Background: Bordetella pertussis is the causative agent of pertussis (whooping cough), an acute respiratory disease. Despite high immunization coverage in Australia, pertussis has re-emerged, with current strains belonging to SNP cluster I carrying non-vaccine alleles (ptxP3/prn2), which can be further typed into 5 epidemic lineages (EL1-EL5), reflecting microevolutionary events. Increased use of PCR-based diagnostic techniques is gradually phasing out culture in many countries including Australia, creating challenges for ongoing disease surveillance. This study aimed to establish culture-independent typing in B. pertussis for continuous epidemiological surveillance of how B. pertussis is evolving against vaccine selection pressure.
Materials/methods: A multiplex PCR protocol was designed for eight targets distinguishing SNP cluster I and EL1-EL5 based on SNP in current Australian epidemic strains. Custom amplicons were amplified with Illumina adapter-linked primers and sequenced using Miseq next generation sequencing (NGS). Ten-fold serial dilutions of DNA templates were used starting from the lowest 2 ng/µl to the highest 0.2 pg/µl (DNA copy numbers 4.63x106 to 46.3 respectively).

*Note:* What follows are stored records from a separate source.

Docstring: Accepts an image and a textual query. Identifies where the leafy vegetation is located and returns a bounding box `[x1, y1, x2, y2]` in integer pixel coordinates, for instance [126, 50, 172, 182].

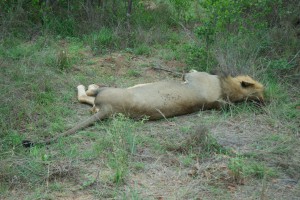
[0, 0, 300, 199]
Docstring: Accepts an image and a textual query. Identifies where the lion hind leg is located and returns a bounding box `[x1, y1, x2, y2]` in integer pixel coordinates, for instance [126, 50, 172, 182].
[77, 85, 95, 106]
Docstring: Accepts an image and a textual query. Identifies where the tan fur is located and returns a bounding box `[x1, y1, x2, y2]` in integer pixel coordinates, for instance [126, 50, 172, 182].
[27, 70, 264, 144]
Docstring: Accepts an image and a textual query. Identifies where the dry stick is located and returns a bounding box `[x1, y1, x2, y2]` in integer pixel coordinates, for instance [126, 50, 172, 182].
[152, 66, 182, 76]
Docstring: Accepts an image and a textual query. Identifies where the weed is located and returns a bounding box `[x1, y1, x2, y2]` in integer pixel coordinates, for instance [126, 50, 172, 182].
[127, 69, 141, 77]
[133, 44, 151, 56]
[84, 28, 116, 54]
[94, 115, 142, 184]
[228, 157, 277, 183]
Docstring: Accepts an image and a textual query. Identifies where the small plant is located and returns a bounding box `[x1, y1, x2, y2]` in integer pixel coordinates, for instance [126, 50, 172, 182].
[127, 69, 141, 77]
[94, 114, 139, 184]
[85, 28, 116, 53]
[133, 44, 151, 56]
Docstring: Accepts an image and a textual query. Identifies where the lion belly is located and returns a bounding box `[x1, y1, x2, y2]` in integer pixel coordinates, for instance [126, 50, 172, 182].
[95, 79, 220, 120]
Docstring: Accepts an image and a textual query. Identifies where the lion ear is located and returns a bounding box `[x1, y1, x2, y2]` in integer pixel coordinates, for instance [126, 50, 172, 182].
[241, 81, 254, 88]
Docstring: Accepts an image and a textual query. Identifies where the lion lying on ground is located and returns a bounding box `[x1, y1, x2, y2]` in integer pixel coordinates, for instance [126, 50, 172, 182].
[22, 70, 264, 147]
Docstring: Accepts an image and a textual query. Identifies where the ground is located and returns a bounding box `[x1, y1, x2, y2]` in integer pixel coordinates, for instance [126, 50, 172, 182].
[4, 52, 300, 200]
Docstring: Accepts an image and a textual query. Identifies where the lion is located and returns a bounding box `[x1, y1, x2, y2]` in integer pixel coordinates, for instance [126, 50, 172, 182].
[22, 70, 264, 145]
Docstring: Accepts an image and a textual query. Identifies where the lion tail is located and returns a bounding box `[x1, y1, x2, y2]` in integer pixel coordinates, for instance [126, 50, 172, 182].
[22, 110, 108, 148]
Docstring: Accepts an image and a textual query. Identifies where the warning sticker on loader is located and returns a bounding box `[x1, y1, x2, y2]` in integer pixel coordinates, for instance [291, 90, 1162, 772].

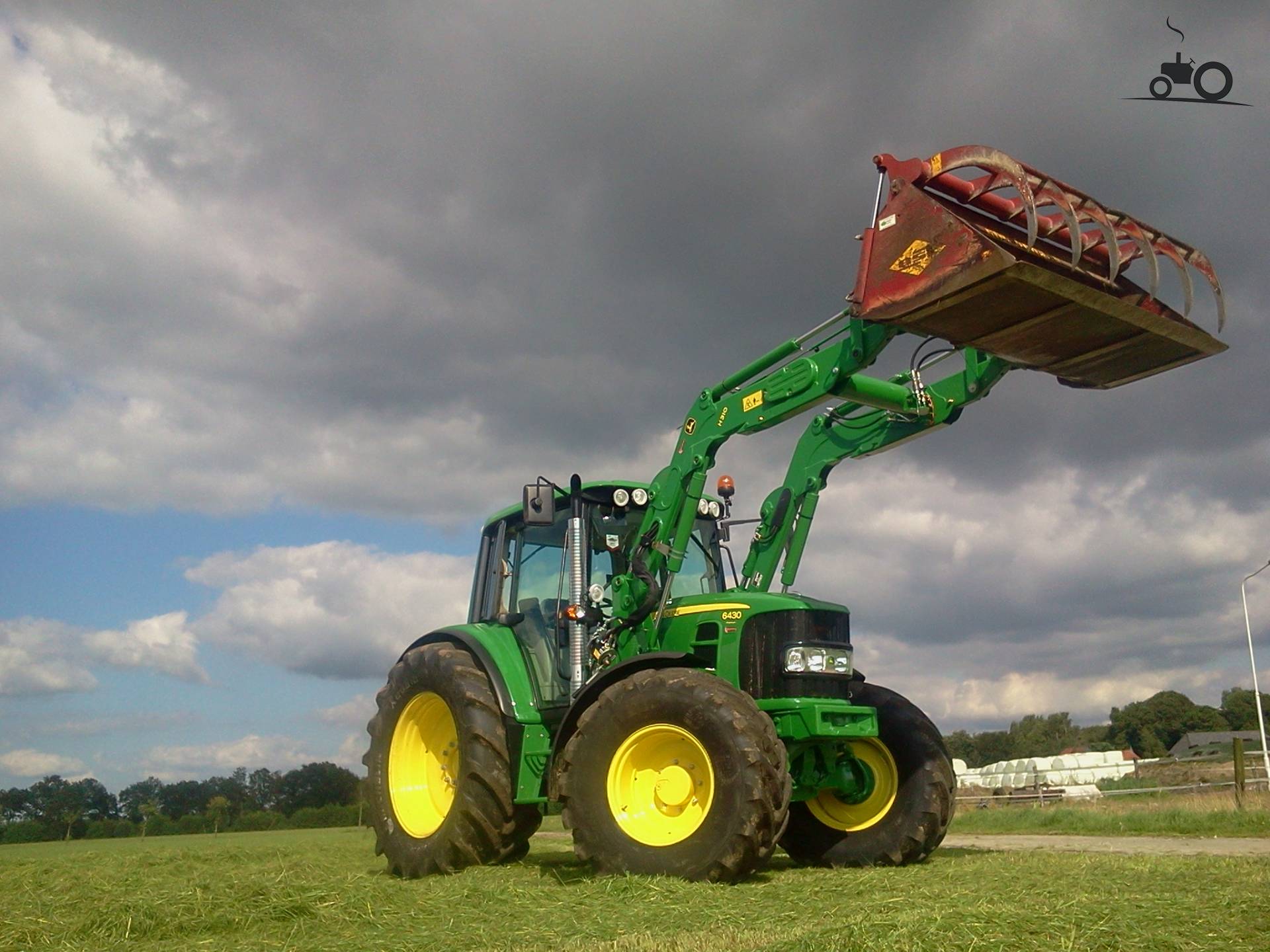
[890, 239, 944, 276]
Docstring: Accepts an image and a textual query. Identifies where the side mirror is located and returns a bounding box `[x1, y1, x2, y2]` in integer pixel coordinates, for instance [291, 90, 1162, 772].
[521, 483, 555, 526]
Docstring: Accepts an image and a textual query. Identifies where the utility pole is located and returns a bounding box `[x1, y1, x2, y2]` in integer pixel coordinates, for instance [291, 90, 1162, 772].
[1240, 563, 1270, 789]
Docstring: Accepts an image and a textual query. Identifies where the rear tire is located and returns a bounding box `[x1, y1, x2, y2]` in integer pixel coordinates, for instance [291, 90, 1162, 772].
[559, 668, 790, 882]
[781, 684, 955, 865]
[362, 643, 542, 879]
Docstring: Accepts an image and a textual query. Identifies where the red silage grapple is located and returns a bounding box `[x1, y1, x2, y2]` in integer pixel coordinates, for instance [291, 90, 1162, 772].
[852, 146, 1226, 389]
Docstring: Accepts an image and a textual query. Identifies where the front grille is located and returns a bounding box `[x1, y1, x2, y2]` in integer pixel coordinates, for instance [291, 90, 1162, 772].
[738, 608, 851, 698]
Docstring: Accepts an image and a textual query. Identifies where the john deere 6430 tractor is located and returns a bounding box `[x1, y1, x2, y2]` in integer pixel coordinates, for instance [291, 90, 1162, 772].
[363, 146, 1224, 880]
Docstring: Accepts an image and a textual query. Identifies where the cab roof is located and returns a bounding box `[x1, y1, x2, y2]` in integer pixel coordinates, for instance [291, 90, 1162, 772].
[484, 480, 648, 528]
[483, 480, 720, 531]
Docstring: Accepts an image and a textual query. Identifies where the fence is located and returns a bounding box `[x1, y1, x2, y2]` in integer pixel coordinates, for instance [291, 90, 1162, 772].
[956, 758, 1270, 806]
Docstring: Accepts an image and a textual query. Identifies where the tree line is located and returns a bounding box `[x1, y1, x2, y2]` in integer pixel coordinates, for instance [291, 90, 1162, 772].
[0, 762, 362, 843]
[944, 688, 1270, 767]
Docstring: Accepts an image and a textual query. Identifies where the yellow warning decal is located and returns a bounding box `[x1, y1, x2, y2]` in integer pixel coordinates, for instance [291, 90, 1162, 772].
[890, 239, 944, 274]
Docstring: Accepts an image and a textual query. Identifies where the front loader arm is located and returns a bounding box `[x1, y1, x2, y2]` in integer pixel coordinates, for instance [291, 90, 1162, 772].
[740, 348, 1011, 592]
[604, 317, 931, 629]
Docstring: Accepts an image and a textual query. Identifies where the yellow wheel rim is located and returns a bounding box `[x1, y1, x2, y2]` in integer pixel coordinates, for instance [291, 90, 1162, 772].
[607, 723, 714, 847]
[806, 738, 899, 833]
[389, 690, 458, 839]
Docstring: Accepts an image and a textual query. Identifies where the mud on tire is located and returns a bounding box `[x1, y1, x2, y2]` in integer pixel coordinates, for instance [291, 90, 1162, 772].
[362, 643, 542, 879]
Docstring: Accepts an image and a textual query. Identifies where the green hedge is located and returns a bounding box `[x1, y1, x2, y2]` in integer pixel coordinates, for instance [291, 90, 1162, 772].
[0, 803, 357, 843]
[0, 820, 48, 843]
[84, 818, 138, 839]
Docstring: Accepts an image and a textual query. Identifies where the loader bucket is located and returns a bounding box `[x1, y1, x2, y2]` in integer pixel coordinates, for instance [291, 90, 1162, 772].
[852, 146, 1226, 389]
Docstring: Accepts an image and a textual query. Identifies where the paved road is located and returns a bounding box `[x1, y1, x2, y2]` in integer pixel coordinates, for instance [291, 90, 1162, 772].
[537, 830, 1270, 858]
[944, 833, 1270, 858]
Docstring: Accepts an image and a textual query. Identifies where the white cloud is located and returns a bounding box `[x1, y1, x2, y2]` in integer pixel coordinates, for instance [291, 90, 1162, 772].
[331, 731, 371, 774]
[0, 748, 85, 779]
[192, 542, 471, 678]
[0, 618, 97, 694]
[84, 612, 207, 683]
[0, 612, 207, 695]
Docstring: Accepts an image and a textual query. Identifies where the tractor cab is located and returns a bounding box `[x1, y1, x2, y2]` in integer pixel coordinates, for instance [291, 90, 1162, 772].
[468, 481, 725, 706]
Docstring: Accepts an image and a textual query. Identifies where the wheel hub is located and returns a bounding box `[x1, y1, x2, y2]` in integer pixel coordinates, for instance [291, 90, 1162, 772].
[606, 723, 714, 847]
[654, 764, 692, 815]
[806, 738, 899, 833]
[389, 690, 460, 839]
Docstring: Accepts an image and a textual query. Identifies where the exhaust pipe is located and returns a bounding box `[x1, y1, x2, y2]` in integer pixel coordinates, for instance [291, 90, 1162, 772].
[569, 473, 588, 695]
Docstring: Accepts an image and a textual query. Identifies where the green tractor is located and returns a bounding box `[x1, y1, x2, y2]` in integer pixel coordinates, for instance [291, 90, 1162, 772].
[363, 146, 1224, 881]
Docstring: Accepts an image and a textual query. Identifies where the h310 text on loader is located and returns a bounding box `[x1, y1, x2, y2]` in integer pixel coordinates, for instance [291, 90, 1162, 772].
[363, 146, 1226, 880]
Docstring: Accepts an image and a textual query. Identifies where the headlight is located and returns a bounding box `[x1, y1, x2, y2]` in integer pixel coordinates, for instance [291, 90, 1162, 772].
[785, 645, 852, 675]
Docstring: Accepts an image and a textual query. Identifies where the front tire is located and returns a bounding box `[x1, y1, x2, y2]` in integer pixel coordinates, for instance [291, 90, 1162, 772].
[362, 643, 542, 879]
[560, 668, 790, 881]
[781, 684, 956, 865]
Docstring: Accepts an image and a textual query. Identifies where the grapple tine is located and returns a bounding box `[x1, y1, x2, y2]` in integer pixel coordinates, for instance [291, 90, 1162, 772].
[1077, 198, 1120, 280]
[1151, 235, 1195, 317]
[1033, 180, 1085, 268]
[1111, 211, 1160, 297]
[914, 146, 1037, 247]
[1175, 250, 1226, 331]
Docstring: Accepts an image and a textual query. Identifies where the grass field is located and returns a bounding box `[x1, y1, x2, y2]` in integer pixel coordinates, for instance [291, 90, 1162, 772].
[0, 829, 1270, 952]
[952, 792, 1270, 836]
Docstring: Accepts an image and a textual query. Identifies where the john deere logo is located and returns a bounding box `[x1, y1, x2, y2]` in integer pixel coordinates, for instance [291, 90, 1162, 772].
[890, 239, 944, 276]
[1124, 17, 1252, 105]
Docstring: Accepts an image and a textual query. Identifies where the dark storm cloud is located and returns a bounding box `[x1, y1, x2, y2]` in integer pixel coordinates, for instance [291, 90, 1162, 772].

Results: Amplification of DNA was evident in all dilutions from agarose gel electrophoresis. Bioinformatic analysis of sequenced reads showed that all reads were successfully mapped to the reference genome and the corresponding bases in the SNP targets were correctly called. All SNP targets could be detected up to 2 pg/µl and in case of the highest dilution (0.2 pg/µl), six out of eight targets were detected. At individual target level, total reads and their distribution by percentage showed ptxP3 and ampD had the best amplification. ptxP3 also had the highest coverage across all dilutions.
Conclusion: This study tested NGS of multiplex PCR products for culture-independent typing of B. pertussis. Our results found the method to be highly specific, sensitive and accurate, allowing for correct assignment of SNP cluster and epidemic lineages.